Budalang’i residents in Busia County use a boat to transport bricks across their flooded village.

Photo credit: Tonny Omondi | Nation Media Group

What you need to know:

  • Proper policy and legislation need to ensure that all health crises continue to receive government attention and response irrespective of incentives and political consideration.

Having read the “Report of the Steering Committee on the Implementation of the Building Bridges to a United Kenya Taskforce”, I am disappointed that disaster response, preparedness and early warning systems seem to have been sidelined.

While mitigating and responding to conflicts as a result of electoral disputes, there is little or no mention of humanitarian assistance to people faced with the effects of drought, floods, locust invasions and other pandemics other than Covid-19.

During the submission of memoranda, communities living on either side of rivers, lakes and other potential risk areas proposed the establishment of a comprehensive policy on mitigating the effects of climate change.

That should take into account specific needs of communities affected by climate phenomena, including those hosting refugee populations.

The general view was that members of the public are grappling with a range of issues, among them natural hazards and disasters, food insecurity and drought, land fraud and forcible dispossession, resource-oriented conflicts occasioned by boundary conflicts and competition for water and pasture.

Out of the 14 articles, none puts an immediate emphasis on emergency response to disasters, risk reduction and early warning to approaching crises.

National emergencies

I was based in Marsabit County last year when drought struck, adversely affecting hundreds of thousands of nomadic people in northern and eastern Kenya. Government officers, including Cabinet secretaries, only traversed the affected counties on popularity trips with no meaningful response plan.

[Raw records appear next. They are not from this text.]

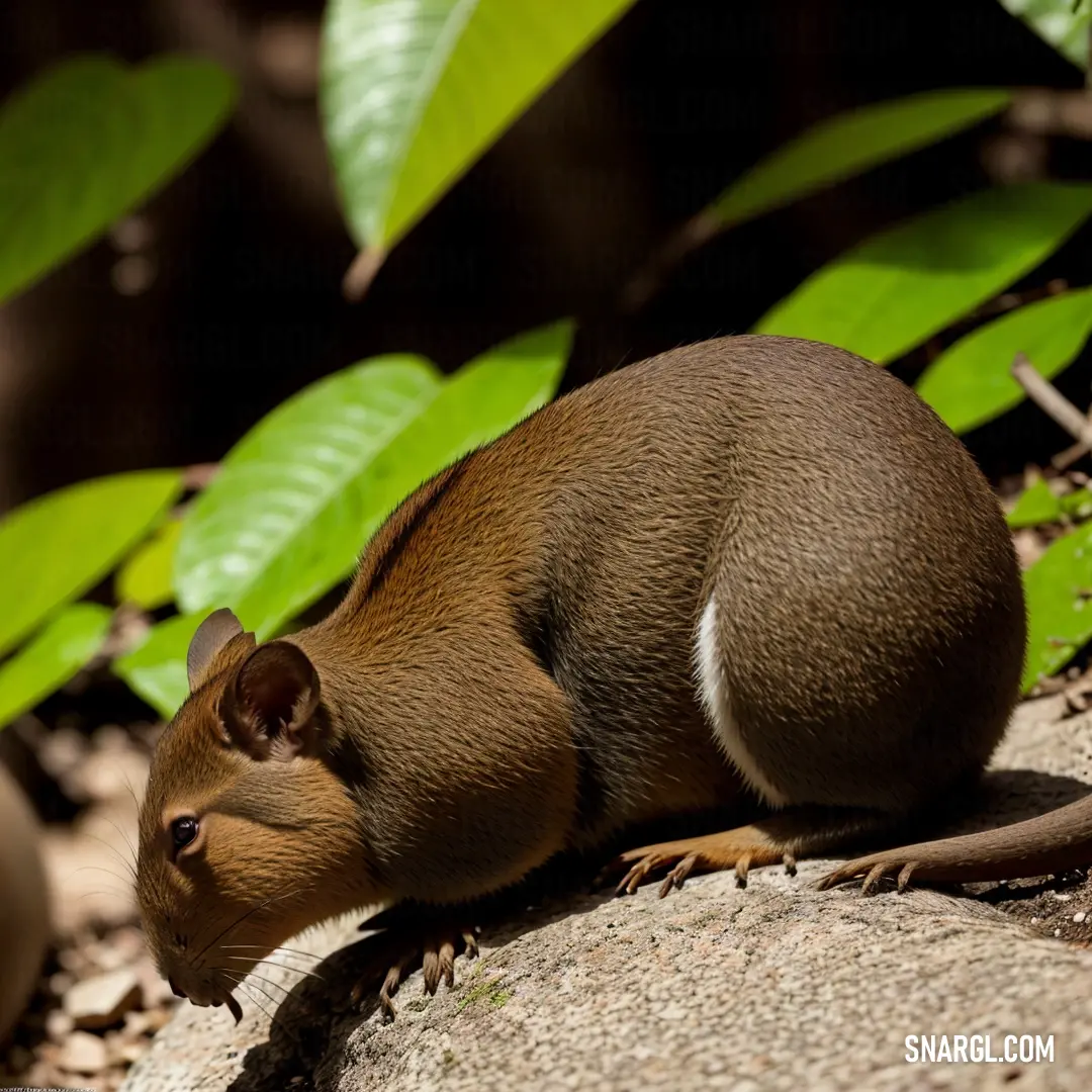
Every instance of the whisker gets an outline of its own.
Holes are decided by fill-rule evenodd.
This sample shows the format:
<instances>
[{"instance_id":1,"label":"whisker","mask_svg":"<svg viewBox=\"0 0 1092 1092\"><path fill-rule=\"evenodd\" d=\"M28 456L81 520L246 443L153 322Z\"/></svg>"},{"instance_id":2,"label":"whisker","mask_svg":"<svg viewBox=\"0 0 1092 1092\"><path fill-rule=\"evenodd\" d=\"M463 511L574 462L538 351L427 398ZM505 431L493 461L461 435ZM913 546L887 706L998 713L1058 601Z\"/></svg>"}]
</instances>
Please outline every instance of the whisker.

Unlike the National Coalition Government of President Mwai Kibaki and Prime Minister Raila Odinga that established the Office for Special Programmes to respond swiftly to national emergencies, the Jubilee administration appears to relegate disaster response to the second tier.

There is lack of a clear mandate and a vague operating environment during national emergencies amid institutional loopholes that result in bias and financial misappropriation. For example, while Covid-19 is a top global pandemic that requires bold action, other crises, like malaria, tuberculosis and HIV/Aids, still plague poor African countries.

But due to excess funding for Covid-19 coming from the international community, African governments, Kenya included, seem to have ignored other health crises and resigned to singular focus on Covid-19.

Proper policy and legislation need to ensure that all health crises continue to receive government attention and response irrespective of incentives and political consideration.